LLUIS BASSETS
El prisionero arrodillado y enfundado en una blusa de color naranja y
el guerrero vestido de negro y enmascarado, cuchillo en mano, dispuesto
a degollarle, componen la estampa con la que el Estado Islámico difunde
su propaganda para reclutar a jóvenes ávidos de sangre y aterrorizar al
resto de los mortales.
El nutrido grupo terrorista que encabeza el iraquí Abubaker al
Bagdadi, varios millares de combatientes organizados en un buen número
de países, se diferencia en muchas cosas de Al Qaeda —la organización
que dirigió Osama bin Laden y encabeza ahora Ayman al Zawahiri—, pero
una de las más notables es iconográfica.
En la postal que definía a la ya vieja Al Qaeda, fundada
probablemente en 1989, y ahora en franco declive frente al Estado
Islámico, veíamos a unos tipos vestidos con los hábitos salafistas de
los piadosos compañeros del profeta, con el kaláshnikov en los brazos
naturalmente, ante una cueva de una remota región montañosa.
Al Qaeda reclutaba y entrenaba a los jóvenes que querían revolverse
contra el mundo impío occidental y sobre todo contra quienes había
mancillado el territorio sagrado del islam, inspirándose en la lectura
coránica y en las azoras de contenido más belicista.
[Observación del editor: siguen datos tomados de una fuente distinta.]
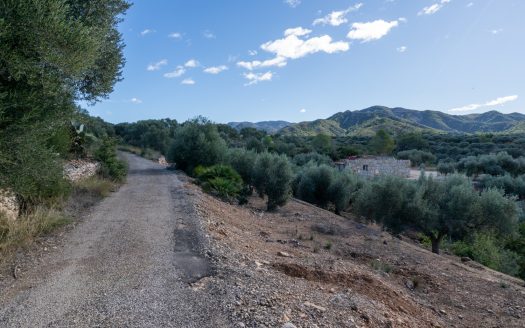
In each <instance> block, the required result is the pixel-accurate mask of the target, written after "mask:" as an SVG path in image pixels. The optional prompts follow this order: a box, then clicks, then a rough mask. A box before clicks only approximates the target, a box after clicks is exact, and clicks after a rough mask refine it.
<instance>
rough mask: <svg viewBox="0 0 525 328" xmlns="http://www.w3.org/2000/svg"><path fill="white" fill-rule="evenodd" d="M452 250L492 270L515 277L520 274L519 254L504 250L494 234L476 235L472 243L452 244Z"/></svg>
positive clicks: (476, 233) (481, 234)
mask: <svg viewBox="0 0 525 328" xmlns="http://www.w3.org/2000/svg"><path fill="white" fill-rule="evenodd" d="M451 250H452V252H453V253H454V254H456V255H458V256H466V257H470V258H471V259H473V260H474V261H476V262H479V263H481V264H483V265H485V266H487V267H489V268H491V269H494V270H497V271H501V272H503V273H506V274H509V275H514V276H516V275H518V274H519V273H520V267H519V264H518V262H519V256H518V254H516V253H514V252H512V251H509V250H506V249H504V248H503V246H502V245H501V244H500V242H499V241H498V239H497V238H496V237H495V236H494V235H493V234H490V233H475V234H474V235H473V237H472V239H471V240H470V241H459V242H456V243H454V244H452V245H451Z"/></svg>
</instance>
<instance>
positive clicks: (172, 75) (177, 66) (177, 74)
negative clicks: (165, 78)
mask: <svg viewBox="0 0 525 328" xmlns="http://www.w3.org/2000/svg"><path fill="white" fill-rule="evenodd" d="M184 73H186V69H185V68H184V67H182V66H177V68H176V69H175V70H174V71H173V72H169V73H166V74H164V77H165V78H167V79H173V78H175V77H179V76H182V75H183V74H184Z"/></svg>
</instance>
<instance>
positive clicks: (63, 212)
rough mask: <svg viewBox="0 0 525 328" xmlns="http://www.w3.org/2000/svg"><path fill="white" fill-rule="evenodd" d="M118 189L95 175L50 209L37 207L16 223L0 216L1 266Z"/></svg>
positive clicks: (12, 220)
mask: <svg viewBox="0 0 525 328" xmlns="http://www.w3.org/2000/svg"><path fill="white" fill-rule="evenodd" d="M118 187H119V184H118V183H116V182H113V181H110V180H108V179H104V178H102V177H100V176H98V175H97V176H93V177H90V178H87V179H84V180H81V181H79V182H76V183H74V184H73V185H72V193H71V195H70V196H69V198H68V199H64V200H61V201H59V202H56V203H55V204H53V205H47V206H44V205H40V206H37V207H35V208H34V209H32V210H31V211H30V212H28V213H25V214H22V215H20V217H18V218H17V219H16V220H11V219H8V218H7V217H6V216H5V215H3V214H2V213H1V212H0V264H1V263H2V262H5V261H7V260H9V259H11V258H12V255H13V254H15V252H16V251H17V250H20V249H25V248H27V247H28V246H30V245H31V244H32V243H33V242H34V241H35V240H37V239H38V238H40V237H44V236H46V235H50V234H52V233H54V232H56V231H57V230H59V229H60V228H62V227H64V226H67V225H69V224H71V223H73V222H74V221H75V218H77V217H80V216H81V215H82V214H84V213H85V210H86V209H88V208H90V207H92V206H93V205H94V204H96V203H97V202H99V201H100V200H101V199H102V198H104V197H107V196H109V195H110V194H111V192H113V191H116V190H117V189H118Z"/></svg>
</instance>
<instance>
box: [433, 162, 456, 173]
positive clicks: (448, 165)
mask: <svg viewBox="0 0 525 328" xmlns="http://www.w3.org/2000/svg"><path fill="white" fill-rule="evenodd" d="M437 171H438V172H439V173H441V174H443V175H448V174H453V173H454V172H456V167H455V166H454V164H452V163H447V162H439V163H438V165H437Z"/></svg>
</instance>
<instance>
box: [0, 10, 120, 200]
mask: <svg viewBox="0 0 525 328" xmlns="http://www.w3.org/2000/svg"><path fill="white" fill-rule="evenodd" d="M128 6H129V4H128V3H127V2H125V1H124V0H95V1H91V0H89V1H88V0H68V1H66V0H25V1H20V0H2V1H0V44H1V45H2V51H0V154H1V155H0V166H1V167H2V168H3V169H2V170H1V171H0V188H9V189H12V190H13V191H14V192H15V193H17V194H18V196H19V198H21V199H22V200H28V199H29V198H35V197H36V198H38V197H41V196H43V195H45V194H46V193H45V192H44V189H46V188H50V186H52V185H53V184H56V183H59V180H60V179H61V176H60V174H55V176H54V177H49V179H50V180H49V181H48V182H45V183H42V184H40V185H39V186H36V187H35V189H31V192H27V191H26V189H25V188H24V186H23V185H22V184H21V183H20V181H24V180H32V179H33V178H34V179H37V178H38V177H36V176H33V175H35V174H38V172H34V171H30V170H27V169H25V168H26V167H31V165H30V163H28V161H31V160H32V157H31V156H27V154H26V152H27V151H30V149H33V151H34V152H35V153H38V154H39V156H38V161H40V162H41V163H43V162H45V163H46V164H45V165H58V164H59V163H58V162H57V161H58V158H57V155H56V152H57V151H56V150H57V149H56V147H54V145H53V142H51V139H53V137H54V135H56V133H57V131H59V130H60V129H63V127H64V126H65V125H68V124H70V120H71V118H72V115H73V113H74V112H75V110H76V106H75V101H76V100H87V101H91V102H95V101H97V100H99V99H101V98H103V97H106V96H107V95H108V94H109V93H110V92H111V91H112V90H113V85H114V84H115V83H116V82H117V81H118V80H119V79H120V78H121V70H122V66H123V64H124V58H123V54H122V47H123V43H122V38H121V35H120V33H119V32H118V30H117V24H118V23H119V21H120V19H121V18H120V17H121V14H123V13H124V12H125V10H126V9H127V8H128ZM34 160H35V161H36V160H37V159H36V158H35V159H34ZM53 163H54V164H53ZM57 172H60V170H58V171H57Z"/></svg>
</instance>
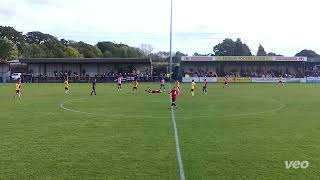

El Estado Islámico,
en cambio, busca su iconografía en el pasado más reciente, y lo que es
más astuto, en las actuaciones del enemigo occidental en Irak.
El califa autoproclamado Al Bagdadi en el púlpito de la mezquita de
Mosul, con ese reloj de pulsera que no puede ocultar, impresiona mucho
menos que los iconos extraídos de la guerra global contra el terror, que
son el prisionero de Guantánamo o Abu Graib, encapuchado y con blusa
naranja, y el marine o el agente privado, armado hasta los dientes,
enmascarado y enfundado en su mono negro de combate.
Obama ha sacado a la Cuba de los Castro del limbo internacional y
está a punto de hacer lo propio con el Irán de los ayatolás. Entraba en
sus propósitos, pero no prometió ninguna de las dos cosas. Sí era una
promesa electoral en cambio la clausura de la prisión de Guantánamo,
donde todavía quedan unos 120 detenidos. Sigue funcionando, por tanto,
el icono de la blusa naranja como símbolo del limbo jurídico y de una
represión sin normas ni control.
También sigue funcionando el otro icono, el del soldado exterminador
de civiles, transmutado en los últimos años en drones que asesinan
ciegamente. Y esto a pesar de que la justicia estadounidense, cuando
puede, cumple con su deber, como ha sido el caso de la cadena perpetua y
las penas de 30 años impuestas a cuatro mercenarios de la compañía de
seguridad Blackwater, la principal contratista privada durante la
ocupación de Irak, acusados de una de las peores matanzas de toda la
guerra, la de 14 civiles en una plaza de Bagdad en 2007. A Obama le
servirá de poco, pero vale la pena que cunda el ejemplo.